How to keep selected observations using a criterion linked to other variables' values?

Daniel McAdams

Join Date: Nov 2022

Posts: 26
#1

How to keep selected observations using a criterion linked to other variables' values?

16 Nov 2022, 13:36

Hello!
I am working with a big panel dataset so here is a peek generated using randomtag:

Code:

* Example generated by -dataex-. For more info, type help dataex clear input str3 countrycode str20 indicatorcode int year str3 incomegrpcode double value int lastyear double lastvalue "COL" "SE.TER.GRAD.FE.SI.ZS" 2002 "UMC" 36.78437 2018 33.40987014770508 "LIC" "SL.EMP.VULN.MA.ZS" 2004 "" 11.470940657134927 2019 10.029830932617188 "LIC" "SL.EMP.VULN.MA.ZS" 2014 "" 10.21737611206278 2019 10.029830932617188 "LMC" "SL.EMP.VULN.MA.ZS" 2016 "" 9.993775550015 2019 10.029830932617188 "HIC" "SL.UEM.NEET.FE.ZS" 2004 "" 13.25578375763103 2020 13.660029411315918 "HIC" "SL.EMP.VULN.FE.ZS" 2007 "" 34.93653748381432 2019 33.77582931518555 "LCN" "SL.EMP.VULN.MA.ZS" 2016 "" 32.627529254827486 2019 33.37175750732422 "LCN" "SL.UEM.NEET.FE.ZS" 2009 "" 27.604067393450375 2020 29.49407386779785 "UMC" "SL.EMP.VULN.MA.ZS" 2016 "" 37.18845687356563 2019 35.69723892211914 "UMC" "SP.ADO.TFRT" 2014 "" 30.77510272630119 2020 29.038925170898438 end

The "countrycode" of interest is COL (for country Colombia) and I want to:
1. Keep observations for "countrycode" if "countrycode" equals COL, LCN, and either HIC, or UMC or LMC or LIC. To make this decision, I want to generate a command that keeps the "countrycode" value that matches COL's "incomegrpcode" (in this case "UMC"). So, I will keep "countrycode" for COL, LCN, and UMC. (I have 30 other files for other 30 countries which is why I want to automatize this selection process).

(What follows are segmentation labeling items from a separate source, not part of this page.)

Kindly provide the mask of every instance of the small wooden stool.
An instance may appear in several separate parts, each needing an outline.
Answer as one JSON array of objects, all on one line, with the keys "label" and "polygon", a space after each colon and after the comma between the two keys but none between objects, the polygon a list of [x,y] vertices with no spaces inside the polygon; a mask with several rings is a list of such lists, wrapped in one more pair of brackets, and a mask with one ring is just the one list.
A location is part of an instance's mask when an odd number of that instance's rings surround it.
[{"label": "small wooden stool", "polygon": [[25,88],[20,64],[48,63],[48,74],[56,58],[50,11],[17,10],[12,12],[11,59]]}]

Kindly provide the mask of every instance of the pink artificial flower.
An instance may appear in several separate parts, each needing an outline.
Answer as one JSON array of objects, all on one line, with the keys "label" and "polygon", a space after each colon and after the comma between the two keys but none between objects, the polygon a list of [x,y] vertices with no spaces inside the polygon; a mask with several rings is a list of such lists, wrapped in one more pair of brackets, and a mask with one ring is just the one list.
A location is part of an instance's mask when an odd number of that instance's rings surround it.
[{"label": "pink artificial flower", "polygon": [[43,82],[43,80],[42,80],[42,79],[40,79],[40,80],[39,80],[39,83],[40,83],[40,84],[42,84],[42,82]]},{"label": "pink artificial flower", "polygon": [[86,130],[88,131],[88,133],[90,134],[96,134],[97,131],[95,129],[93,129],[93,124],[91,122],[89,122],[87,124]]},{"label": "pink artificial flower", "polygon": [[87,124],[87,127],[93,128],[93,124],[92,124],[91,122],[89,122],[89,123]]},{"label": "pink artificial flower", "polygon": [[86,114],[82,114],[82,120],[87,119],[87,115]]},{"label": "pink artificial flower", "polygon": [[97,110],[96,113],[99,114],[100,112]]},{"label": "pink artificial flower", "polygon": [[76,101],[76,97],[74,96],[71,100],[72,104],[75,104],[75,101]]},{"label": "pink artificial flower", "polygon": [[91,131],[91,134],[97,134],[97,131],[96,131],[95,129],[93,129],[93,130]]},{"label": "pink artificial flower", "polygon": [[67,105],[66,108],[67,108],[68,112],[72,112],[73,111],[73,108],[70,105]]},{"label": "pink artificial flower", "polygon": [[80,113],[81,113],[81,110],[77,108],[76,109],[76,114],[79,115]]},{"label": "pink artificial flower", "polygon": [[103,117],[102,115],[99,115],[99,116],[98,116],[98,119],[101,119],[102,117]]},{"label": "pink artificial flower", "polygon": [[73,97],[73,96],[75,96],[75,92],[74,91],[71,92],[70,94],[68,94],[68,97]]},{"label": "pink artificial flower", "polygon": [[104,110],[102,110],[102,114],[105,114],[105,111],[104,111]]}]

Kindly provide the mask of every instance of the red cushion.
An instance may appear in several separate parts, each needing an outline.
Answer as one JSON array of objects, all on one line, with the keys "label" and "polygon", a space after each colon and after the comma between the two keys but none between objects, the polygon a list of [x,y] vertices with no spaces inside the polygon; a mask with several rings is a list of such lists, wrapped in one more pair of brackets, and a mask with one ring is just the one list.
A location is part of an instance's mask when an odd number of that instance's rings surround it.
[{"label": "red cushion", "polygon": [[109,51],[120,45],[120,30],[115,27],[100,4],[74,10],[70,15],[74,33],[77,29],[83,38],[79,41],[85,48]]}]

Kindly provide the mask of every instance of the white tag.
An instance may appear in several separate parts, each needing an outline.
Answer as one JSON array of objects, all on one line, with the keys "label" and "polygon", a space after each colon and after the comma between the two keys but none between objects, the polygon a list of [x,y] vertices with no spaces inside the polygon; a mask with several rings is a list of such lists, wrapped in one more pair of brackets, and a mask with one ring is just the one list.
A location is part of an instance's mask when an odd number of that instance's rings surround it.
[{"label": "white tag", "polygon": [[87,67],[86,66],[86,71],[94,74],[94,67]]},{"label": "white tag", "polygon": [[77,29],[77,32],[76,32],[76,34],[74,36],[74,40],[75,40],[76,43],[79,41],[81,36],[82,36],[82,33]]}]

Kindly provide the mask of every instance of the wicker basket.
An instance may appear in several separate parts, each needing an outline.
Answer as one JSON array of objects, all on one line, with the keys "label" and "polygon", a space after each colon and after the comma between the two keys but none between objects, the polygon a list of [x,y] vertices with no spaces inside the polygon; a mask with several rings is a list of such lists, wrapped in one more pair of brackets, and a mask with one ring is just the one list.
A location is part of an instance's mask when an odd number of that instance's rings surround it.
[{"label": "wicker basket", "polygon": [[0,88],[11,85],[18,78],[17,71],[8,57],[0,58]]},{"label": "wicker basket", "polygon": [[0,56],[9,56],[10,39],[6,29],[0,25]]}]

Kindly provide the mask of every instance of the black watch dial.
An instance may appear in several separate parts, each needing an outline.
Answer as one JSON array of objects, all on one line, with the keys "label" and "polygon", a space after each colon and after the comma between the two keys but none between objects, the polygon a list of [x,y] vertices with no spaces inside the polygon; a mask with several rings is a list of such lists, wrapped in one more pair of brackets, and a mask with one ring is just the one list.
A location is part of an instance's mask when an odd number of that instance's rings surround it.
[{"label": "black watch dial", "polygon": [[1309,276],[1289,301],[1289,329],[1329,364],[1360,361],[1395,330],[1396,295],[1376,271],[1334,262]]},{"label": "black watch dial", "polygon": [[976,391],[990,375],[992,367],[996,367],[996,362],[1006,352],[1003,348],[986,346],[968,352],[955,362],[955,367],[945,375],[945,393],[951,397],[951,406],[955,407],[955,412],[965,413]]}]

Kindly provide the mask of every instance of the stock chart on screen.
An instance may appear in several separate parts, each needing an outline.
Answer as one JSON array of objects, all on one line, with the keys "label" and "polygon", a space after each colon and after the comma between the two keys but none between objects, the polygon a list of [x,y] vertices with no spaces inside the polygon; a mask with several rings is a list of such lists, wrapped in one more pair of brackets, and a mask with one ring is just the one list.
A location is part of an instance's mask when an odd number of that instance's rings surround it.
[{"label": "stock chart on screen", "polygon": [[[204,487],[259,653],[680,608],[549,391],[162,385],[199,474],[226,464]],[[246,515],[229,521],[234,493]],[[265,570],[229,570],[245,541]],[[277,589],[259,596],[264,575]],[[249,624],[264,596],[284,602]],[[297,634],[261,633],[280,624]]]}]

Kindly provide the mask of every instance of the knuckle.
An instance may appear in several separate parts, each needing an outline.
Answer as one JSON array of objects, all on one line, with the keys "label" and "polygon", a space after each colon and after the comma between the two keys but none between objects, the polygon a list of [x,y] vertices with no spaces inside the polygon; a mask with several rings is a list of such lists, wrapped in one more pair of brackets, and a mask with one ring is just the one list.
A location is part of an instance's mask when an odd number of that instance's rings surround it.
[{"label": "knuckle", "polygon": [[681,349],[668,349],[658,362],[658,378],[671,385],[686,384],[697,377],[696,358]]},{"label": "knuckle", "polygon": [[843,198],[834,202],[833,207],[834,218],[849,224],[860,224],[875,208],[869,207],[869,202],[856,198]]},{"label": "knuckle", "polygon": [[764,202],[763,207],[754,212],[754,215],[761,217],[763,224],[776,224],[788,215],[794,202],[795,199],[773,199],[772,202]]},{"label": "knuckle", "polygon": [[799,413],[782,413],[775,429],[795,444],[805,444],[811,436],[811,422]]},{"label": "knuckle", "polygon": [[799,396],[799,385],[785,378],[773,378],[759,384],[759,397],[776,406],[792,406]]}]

2. Lastly, I want to keep the observations for variables "year" and "value" but only if "countrycode" is COL. Note that I do not want to delete other observations for LCN and UMC. I tried:
-keep value if countrycode == "COL"-
but the syntax is wrong.

This is my first week on statalist so appreciate the help and patience!
Tags: None
Clyde Schechter

Join Date: Apr 2014

Posts: 29956
#2

16 Nov 2022, 14:38

Keep observations for "countrycode" if "countrycode" equals COL, LCN, and either HIC, or UMC or LMC or LIC.

Code:

keep if inlist(countrycode, "COL", "LCN", "HIC", "UMC", "LMC")

To make this decision, I want to generate a command that keeps the "countrycode" value that matches COL's "incomegrpcode" (in this case "UMC"). So, I will keep "countrycode" for COL, LCN, and UMC

I don't understand what you want here. I can understand that you want to keep observations where countrycode == "COL" and where countrycode == "UMC" because "UMC" is the value associated with "COL" in variable incomegrpcode. But why "LCN", and if there is some reason for observations with "LCN" to be kept, why not also "HIC", nor "LIC" and "LMC"? What is the connection?

I tried:
-keep value if countrycode == "COL"-
but the syntax is wrong.

Not only is the syntax wrong, but it reflects a misunderstanding of the two ways that -keep- can be used and how Stata data sets are organized.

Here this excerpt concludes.